ISS Science Operations Status Report 20 Sep 2002
The second Microgravity Science Glovebox research project is scheduled to begin Thursday aboard the International Space Station, studying bubbles that can become trapped in metal alloys used to produce engine turbine blades and semiconductor crystals for electronic devices.
The Pore Formation and Mobility Investigation (PFMI) will melt samples of a transparent modeling material, succinonitrile and succinonitrile water mixtures. Investigators will be able to observe how bubbles form in the samples and study their movements and interactions.
“Bubbles sound simple,” said Dr. Richard Grugel, PFMI lead scientist at NASA’s Marshall Space Flight Center in Huntsville, Al. “But when bubbles are trapped in solid samples, they can act as internal cracks that diminish a material’s strength and usefulness, whether it’s processed on Earth or in space.”
Bubbles are more likely to get trapped in samples processed in microgravity, which makes the Space Station a good place to study their movements and interactions. Information collected from PFMI is expected to provide insights into the processing of metals and alloys in space and on Earth.

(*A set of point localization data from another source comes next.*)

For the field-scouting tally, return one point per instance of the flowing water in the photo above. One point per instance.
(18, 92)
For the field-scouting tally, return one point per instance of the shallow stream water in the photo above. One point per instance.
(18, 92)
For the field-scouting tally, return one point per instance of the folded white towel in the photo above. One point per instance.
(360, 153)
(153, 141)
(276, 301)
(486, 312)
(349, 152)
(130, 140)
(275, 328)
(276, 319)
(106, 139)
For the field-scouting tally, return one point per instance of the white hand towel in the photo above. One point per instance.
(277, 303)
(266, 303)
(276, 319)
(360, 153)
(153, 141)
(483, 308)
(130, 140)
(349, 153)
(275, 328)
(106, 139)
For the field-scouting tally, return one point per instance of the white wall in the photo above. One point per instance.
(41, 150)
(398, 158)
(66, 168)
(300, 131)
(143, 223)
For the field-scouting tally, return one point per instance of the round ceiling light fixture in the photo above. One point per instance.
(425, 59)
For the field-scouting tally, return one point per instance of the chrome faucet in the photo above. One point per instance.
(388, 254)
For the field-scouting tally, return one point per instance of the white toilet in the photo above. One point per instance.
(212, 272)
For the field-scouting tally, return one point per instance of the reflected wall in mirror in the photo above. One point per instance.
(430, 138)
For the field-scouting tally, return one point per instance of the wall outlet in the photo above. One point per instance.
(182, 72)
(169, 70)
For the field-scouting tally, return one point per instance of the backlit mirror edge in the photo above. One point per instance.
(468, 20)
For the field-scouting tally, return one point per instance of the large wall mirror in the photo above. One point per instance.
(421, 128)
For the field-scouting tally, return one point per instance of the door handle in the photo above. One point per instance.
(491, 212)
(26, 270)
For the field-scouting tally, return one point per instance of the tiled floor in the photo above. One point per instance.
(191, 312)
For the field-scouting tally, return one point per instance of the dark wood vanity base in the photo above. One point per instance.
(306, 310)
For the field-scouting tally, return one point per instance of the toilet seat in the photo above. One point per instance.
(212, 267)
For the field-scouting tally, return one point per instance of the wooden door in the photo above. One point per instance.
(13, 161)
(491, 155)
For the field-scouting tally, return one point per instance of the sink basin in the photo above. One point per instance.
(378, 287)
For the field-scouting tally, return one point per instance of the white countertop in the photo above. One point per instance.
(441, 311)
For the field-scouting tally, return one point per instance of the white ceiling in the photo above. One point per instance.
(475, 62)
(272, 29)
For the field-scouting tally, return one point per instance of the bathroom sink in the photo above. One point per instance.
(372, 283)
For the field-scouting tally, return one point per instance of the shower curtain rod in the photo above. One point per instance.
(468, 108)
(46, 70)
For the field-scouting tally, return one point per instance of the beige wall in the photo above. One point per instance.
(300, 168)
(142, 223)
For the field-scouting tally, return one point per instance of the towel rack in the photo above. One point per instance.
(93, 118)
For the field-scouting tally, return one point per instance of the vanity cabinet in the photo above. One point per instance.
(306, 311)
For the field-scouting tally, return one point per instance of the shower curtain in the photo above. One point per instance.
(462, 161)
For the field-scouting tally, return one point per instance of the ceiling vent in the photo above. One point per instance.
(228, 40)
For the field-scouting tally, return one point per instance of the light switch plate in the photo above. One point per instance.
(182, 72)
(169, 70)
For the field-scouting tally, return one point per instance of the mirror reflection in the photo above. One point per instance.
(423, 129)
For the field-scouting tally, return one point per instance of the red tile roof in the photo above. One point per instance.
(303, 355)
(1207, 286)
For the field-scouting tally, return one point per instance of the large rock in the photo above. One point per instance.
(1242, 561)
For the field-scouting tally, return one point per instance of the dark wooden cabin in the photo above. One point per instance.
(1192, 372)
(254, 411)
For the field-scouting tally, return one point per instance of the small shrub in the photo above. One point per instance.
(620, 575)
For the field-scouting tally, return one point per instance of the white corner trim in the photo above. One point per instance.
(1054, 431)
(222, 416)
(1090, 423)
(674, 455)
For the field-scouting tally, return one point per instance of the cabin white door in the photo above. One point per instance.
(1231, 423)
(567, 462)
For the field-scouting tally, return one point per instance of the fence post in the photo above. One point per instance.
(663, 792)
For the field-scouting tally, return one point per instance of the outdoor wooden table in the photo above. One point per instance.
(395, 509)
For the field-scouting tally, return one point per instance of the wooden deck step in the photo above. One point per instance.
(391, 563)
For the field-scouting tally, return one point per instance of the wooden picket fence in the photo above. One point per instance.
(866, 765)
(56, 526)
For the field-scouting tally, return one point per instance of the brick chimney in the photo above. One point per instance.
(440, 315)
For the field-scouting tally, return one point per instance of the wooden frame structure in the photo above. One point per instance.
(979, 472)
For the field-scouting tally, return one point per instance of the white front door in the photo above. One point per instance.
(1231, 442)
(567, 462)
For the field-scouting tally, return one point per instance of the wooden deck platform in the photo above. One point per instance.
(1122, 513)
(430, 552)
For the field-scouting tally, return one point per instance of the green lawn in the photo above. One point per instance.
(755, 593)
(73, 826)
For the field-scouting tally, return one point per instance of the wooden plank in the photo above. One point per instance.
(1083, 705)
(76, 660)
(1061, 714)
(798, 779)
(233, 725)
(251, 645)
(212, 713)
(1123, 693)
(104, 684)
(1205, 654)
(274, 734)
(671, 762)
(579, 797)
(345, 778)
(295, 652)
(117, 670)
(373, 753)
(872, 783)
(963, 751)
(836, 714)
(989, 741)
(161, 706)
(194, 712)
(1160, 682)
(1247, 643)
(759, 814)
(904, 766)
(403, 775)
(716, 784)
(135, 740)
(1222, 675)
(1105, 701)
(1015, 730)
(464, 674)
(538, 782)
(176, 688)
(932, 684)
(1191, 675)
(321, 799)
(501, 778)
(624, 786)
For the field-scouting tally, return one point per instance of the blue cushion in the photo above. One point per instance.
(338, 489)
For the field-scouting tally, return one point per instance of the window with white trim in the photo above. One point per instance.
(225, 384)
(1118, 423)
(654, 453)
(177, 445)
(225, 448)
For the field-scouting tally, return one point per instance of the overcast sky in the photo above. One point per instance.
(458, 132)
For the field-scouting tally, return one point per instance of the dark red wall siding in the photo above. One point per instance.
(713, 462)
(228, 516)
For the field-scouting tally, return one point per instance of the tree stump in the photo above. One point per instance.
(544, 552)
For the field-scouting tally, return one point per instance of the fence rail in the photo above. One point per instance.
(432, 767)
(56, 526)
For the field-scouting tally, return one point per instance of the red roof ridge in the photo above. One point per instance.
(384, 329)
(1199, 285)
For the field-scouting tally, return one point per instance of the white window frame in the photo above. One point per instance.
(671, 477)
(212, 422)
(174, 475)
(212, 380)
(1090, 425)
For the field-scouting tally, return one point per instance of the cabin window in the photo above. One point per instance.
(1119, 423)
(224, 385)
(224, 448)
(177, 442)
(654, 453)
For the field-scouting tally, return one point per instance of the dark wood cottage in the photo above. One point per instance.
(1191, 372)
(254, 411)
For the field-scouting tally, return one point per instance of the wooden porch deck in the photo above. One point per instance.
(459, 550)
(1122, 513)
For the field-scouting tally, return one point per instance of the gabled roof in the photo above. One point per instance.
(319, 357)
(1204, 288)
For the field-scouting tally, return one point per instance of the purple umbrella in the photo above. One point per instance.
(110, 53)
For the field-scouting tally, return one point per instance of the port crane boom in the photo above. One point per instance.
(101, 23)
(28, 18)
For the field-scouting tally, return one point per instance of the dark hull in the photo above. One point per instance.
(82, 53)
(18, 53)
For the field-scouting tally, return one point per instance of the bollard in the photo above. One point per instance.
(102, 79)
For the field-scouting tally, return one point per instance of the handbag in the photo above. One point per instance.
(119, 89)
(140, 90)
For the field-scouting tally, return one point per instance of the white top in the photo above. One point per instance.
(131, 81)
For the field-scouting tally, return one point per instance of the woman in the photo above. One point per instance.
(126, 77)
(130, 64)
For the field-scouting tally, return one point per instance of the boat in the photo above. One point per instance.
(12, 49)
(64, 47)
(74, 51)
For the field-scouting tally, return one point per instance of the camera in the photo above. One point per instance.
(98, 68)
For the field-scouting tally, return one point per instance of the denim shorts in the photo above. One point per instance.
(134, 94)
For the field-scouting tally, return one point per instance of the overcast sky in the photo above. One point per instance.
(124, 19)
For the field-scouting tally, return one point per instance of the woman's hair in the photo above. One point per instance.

Observing and controlling his Space Station experiment from the telescience operations room at the Marshall Center, Grugel will observe bubbles in prepared samples and study their behavior. He will be able to send commands to the experiment in space, changing the processing temperature and other parameters to systematically investigate the conditions that stimulate bubble movement and eventual pore formation.
The crew installed the PFMI furnace chamber in the Glovebox last week. On Tuesday, controllers and the science team on the ground conducted a non-sample checkout run with PFMI to verify procedures, commands, video and data connections. During the first sample run Thursday, one of two video cameras will send back images to the ground of the samples as they melt and resolidify. PFMI includes 15 samples. Each sample tube is 0.39 inches (1 centimeter) in diameter and 7.87 inches (20 centimeters) long. Watching from the ground during the seven-hour melting and freezing cycle, Grugel will be able to send commands to the experiment, changing temperatures, growth rate and other variables that affect sample processing. He will also be able to measure bubble size, numbers, movement and other interactions.
The research is sponsored by NASA’s Microgravity Research Program at the Marshall Center and by the Office of Biological and Physical Research in Washington, D.C.
The first Glovebox research program was completed last week. Flight Engineer Peggy Whitson completed the Solidification Using a Baffle in Sealed Ampoules (SUBSA). A total of eight samples processed during the research program are stored for return to Earth.
Friday (Sept. 13) marked the first-ever on-orbit practice use of the lab’s Ultrasound imaging equipment for medical diagnosis. With guidance from flight surgeons at NASA’s Johnson Space Center in Houston, Whitson used it on herself to capture live video images for more than four hours. The ability to capture and downlink Ultrasound imagery from orbit expands the kinds of medical research that can be conducted in space by scientists on Earth, and could offer physicians the chance to diagnose ailments in Space Station crewmembers earlier than they could otherwise. This possibly could improve the chances of effectively treating the problem without requiring an emergency crew return to Earth. Ultrasound is a generic commercially-produced diagnostic tool that provides three-dimensional image enlargement of the heart, lungs and other organs, muscles and blood vessels.
On Monday (Sept. 16), the crew removed fluid from the Advanced Astroculture plant growth experiment and a second fluid removal is scheduled for Friday. Both of these activities are part of the plant preservation and drying process prior to completing the experiment and preparing plant samples for return to Earth.
On Tuesday (Sept. 17), ground controllers conducted several tests to calibrate the Active Rack Isolation System in EXPRESS Rack 2. ARIS is designed to isolate and damp out tiny vibrations caused by crew motion, running equipment, etc., that could disturb experiments in the rack.
Selected members of the crew conducted the Crew Interactions survey today (Wednesday). A weekly pre-spacewalk reading of the EVA Radiation Monitoring badges is scheduled for Friday and will be followed by a data download to the Human Research Facility (HRF) laptop computer.
Photography subjects for the Crew Earth Observations project this week included: Angolan biomass burning, industrialized Southeastern Africa, Recife in Brazil, Havanna, Cuba, tropical storm formation near Jamaica, reefs around Jarvis Island, and coral reefs in the Tuamotu Archipelago.
The crew continued its daily payload status checks of automated science payloads to make sure that all experiments and payload facilities continue to operate properly.
Editor’s Note: The Payload Operations Center at NASA’s Marshall Space Flight Center in Huntsville, Ala., manages all science research experiment operations aboard the International Space Station. The center is also home for coordination of the mission-planning work of a variety of international sources, all science payload deliveries and retrieval, and payload training and payload safety programs for the Station crew and all ground personnel.